On the third day after his arrival in Moscow he found out from the Drubetskoys that Princess Marya was back in town. Prince Andrey’s death, his suffering and his final days had been at the forefront of Pierre’s mind in recent times, and now they arose again with a new insistence. When he heard over dinner that Princess Marya was in Moscow, living in her own house on Vozdvizhenka, which had escaped the fire, he went round to see her the same evening.
On the way there Pierre’s mind was full of Prince Andrey, their friendship, the various occasions when they had met, and especially their last encounter at Borodino.
‘Can he really have died in the foul mood he was in then? Didn’t he get an inkling of the meaning of life before he died?’ Pierre wondered. He thought of Karatayev, and his death, and he found himself comparing these two men, so different and yet so similar in the love he had had for them both, and in the fact that both of them had been alive and were now dead.
Pierre was in a very serious frame of mind as he drove up to the old prince’s home. The house had survived. There were some signs of damage to the place, but the character of the house was just the same. The old footman who met Pierre had a stern look on his face, as if he wanted to convey to the new arrival an impression that the absence of the old prince made no difference to the strict running of the household, and he informed him that the princess, having retired to her rooms, received only on Sundays.
‘Tell her I’m here. She might just see me,’ said Pierre.
‘Certainly, sir,’ answered the footman. ‘Would you please come through into the portrait gallery?’
A few minutes later he returned with Dessalles. Dessalles brought a message from the princess: she would be very glad to see Pierre and invited him, if he would excuse her not standing on ceremony, to come up to her apartment.
In a low room lit by a single candle he found the princess, and there was someone else with her dressed in black. Pierre remembered that the princess had always had lady companions with her, but who they were and what they were like he didn’t know and couldn’t recall. ‘Must be one of her companions,’ he thought, glancing at the lady in the black dress.
The princess rose quickly to meet him, and offered her hand.
‘Yes,’ she said, looking closely at his much-changed face after he had kissed her hand. ‘So this is how we meet again. He often talked about you towards the end,’ she said, looking away from Pierre and at her companion with a sudden show of diffidence that took him by surprise.
‘I was so glad to hear of your salvation. It was the only piece of good news we had had for a long time.’
Again the princess, more unsettled than ever, glanced at her companion, and she was about to say more when Pierre interrupted her.
‘You can well imagine, I knew nothing about him,’ he said. ‘I thought he’d been killed. Everything I knew I got from other people, second hand. I do know now that he ended up with the Rostovs . . . Strange how things work out!’

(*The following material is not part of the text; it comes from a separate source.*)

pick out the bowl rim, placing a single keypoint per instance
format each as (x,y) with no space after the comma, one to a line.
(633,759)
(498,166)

Pierre was talking rapidly, eagerly. He glanced round once at her companion’s face, catching a glimpse of friendly, questioning eyes watching him closely, and, as often happens in mid-conversation, he felt a vague intimation that this lady companion in the black dress was a splendid person, full of goodness and kindness, who would be no embarrassment to him as he poured out his innermost feelings to Princess Marya.

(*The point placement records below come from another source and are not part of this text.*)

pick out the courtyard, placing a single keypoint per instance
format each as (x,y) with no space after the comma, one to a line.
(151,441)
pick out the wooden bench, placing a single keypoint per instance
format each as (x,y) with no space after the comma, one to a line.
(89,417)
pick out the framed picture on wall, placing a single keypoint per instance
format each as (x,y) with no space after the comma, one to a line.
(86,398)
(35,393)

But as he uttered the last words about the Rostovs, the uneasiness in Princess Marya’s face became even more noticeable. Again her eyes shifted from Pierre’s face to the face of the lady in the black dress, and she said, ‘Surely you know who this is?’

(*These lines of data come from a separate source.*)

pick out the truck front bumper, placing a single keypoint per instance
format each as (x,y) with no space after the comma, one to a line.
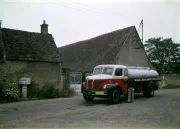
(95,93)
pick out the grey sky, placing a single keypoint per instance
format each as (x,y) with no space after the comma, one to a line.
(75,20)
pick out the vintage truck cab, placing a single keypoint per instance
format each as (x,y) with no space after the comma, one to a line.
(111,81)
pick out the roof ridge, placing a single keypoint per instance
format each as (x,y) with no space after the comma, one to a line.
(24,31)
(99,36)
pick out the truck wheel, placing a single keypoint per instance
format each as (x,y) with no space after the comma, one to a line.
(115,96)
(88,97)
(149,91)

Pierre glanced again at the pale, thin face of her companion, with its black eyes and strange mouth. Something very dear to him, long forgotten and more than just pleasant gazed at him out of those carefully watching eyes.
‘No. It’s not possible,’ he thought. ‘That grim-looking face, all thin and pale and so much older than it was. It can’t be her. It’s somebody who reminds me of her . . .’ But at that moment Princess Marya said, ‘Natasha!’ And painfully, with all the strain of a rusty door opening, that carefully watching face smiled at him, and as the door opened Pierre was suddenly overwhelmed by a heady sensation of happiness long forgotten, something that couldn’t have been further from his mind at this time. His head swam as the feeling swept over him and enveloped his whole being. That smile of hers had left him in no doubt. It was Natasha, and he loved her.